A Pentagon spokesman told reporters yesterday that classified guidance had been sent to installations and service members about the use of drones near military installations.
“Protecting our force remains a top priority, and that’s why DoD issued the specific, but classified policy developed with the Federal Aviation Administration and our interagency partners that details how DoD personnel may counter the unmanned aircraft threat,” Navy Captain Jeff Davis said.
Davis pointed out that drone flight is heavily regulated by the FAA, and said that the guidance was developed with the agency. “We support civilian law enforcement investigations in the prosecution of unauthorized UAS operations over military installations,” Davis said, “and though we do not discuss specific force-protection measures, we of course retain the right of self-defense.
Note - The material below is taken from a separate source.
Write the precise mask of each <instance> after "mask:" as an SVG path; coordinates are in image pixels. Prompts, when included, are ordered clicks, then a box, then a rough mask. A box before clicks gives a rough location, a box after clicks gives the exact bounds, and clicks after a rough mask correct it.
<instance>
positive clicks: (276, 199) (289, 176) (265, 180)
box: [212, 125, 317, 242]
And when it comes to UAS or drones operating over military installations, this new guidance does afford us the ability to take action to stop those threats.”
While he stopped short of specifying that military personnel will be allowed to shoot down drones, Davis said that response to threat from drones could include tracking, disabling, or destroying the drone. Under current federal law it is illegal to shoot down a drone or any other aircraft; but cases like the Kentucky drone slayer case indicate that it can be difficult to get a conviction. Utah is the only state that currently allows officials to “neutralize” drones that are flying illegally.
The guidance also specifies how military personnel should communicate and interact with local communities regarding drone regulations and restrictions in and around military installations.